By Lloyd Carroll
Roger Federer may be the greatest tennis player of all-time but what really is impressive is that he was able to get a public court to practice on in Central Park the day after he struggled in a five-set match against 19-year-old American Francis Tiafoe. Even the biggest celebrities have to reserve time well in advance for those courts!
The preparation paid off because Federer was able to hold off Russian Mikhail Youzhny in five sets the following day. Roger said that he wanted to practice in Central Park because he is staying in Manhattan and did not want to deal with a car ride across the RFK Bridge to get to the practice courts at the Billie Jean King National Tennis Center. My guess is that he wanted a mental break away from the US Open for a day.
At age 36 and competing with a surgically repaired left knee while also having back issues, Federer admitted that in all likelihood he will be having longer matches if he is going to win. The days when he could routinely put even the best opponents away in three sets are in the past.
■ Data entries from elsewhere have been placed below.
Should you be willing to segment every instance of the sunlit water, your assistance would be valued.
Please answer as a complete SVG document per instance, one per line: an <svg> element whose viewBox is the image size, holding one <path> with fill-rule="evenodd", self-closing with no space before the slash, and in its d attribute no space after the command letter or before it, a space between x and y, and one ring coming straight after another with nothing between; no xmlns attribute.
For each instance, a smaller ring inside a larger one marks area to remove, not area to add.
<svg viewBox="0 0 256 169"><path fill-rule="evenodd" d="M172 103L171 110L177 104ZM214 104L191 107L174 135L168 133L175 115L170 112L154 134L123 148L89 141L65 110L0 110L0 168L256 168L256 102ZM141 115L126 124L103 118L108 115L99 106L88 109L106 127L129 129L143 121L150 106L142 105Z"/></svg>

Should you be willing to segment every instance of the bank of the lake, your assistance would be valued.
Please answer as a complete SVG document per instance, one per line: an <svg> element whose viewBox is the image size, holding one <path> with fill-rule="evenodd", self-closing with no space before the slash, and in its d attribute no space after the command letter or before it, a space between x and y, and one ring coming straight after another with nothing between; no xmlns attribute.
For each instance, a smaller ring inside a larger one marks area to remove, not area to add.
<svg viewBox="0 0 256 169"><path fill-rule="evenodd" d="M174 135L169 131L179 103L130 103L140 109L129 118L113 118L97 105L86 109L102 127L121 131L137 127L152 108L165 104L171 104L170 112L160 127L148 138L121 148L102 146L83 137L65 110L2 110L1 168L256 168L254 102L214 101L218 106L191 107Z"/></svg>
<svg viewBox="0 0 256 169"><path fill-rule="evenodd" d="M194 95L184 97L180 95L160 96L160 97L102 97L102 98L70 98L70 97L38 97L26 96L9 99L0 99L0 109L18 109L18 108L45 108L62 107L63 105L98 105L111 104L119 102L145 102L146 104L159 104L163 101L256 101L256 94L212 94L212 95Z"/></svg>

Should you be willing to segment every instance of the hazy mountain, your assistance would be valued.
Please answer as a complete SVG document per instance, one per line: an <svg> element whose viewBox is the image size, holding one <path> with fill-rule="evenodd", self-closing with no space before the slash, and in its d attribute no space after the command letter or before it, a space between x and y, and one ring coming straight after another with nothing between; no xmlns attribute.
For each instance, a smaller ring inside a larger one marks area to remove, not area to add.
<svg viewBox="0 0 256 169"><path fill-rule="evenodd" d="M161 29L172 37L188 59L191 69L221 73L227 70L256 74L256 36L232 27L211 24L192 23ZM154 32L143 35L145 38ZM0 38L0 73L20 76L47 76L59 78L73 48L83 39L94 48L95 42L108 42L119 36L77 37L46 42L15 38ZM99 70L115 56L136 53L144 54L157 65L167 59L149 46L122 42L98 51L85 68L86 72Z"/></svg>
After winning her first round match at the Open I asked Venus Williams if after all of these years she still gets a thrill out of being a US representative at the US Open. She downplayed that by basically saying that while she is an American it’s really not on the forefront of her mind.
The tennis draw gods were unkind to the #2 ranked female player coming into the Open, Simona Halep. Normally the first round match-up is a walkover for someone ranked that high but her opponent was far from an unknown. Maria Sharapova, who was given a wildcard berth and was unranked coming off of a suspension for using unauthorized drugs, beat Halep in three sets.
A number of players including Caroline Woznaicki were unhappy that Sharapova was able to avoid competing in the Qualifiers Week because of the largesse of the United States Tennis Association who gave her automatic entree into the tournament.
Donald Young, who many thought would be the Tiger Woods of tennis not so long ago, lost a tough second round, five-set match to Gael Monfils. Afterwards, Young candidly told reporters that he knows that he has never lived up to that billing.
Young also spoke about the difficulties of making a living in tennis where only a small percentage of players get the big endorsements. Those harsh economics make it difficult for minorities to turn pro but he did add that tennis is a great way to earn college scholarships.
This Thursday is Community Day at the US Open and there is no admission until 6 PM. It’s a great opportunity to watch the various doubles and juniors matches.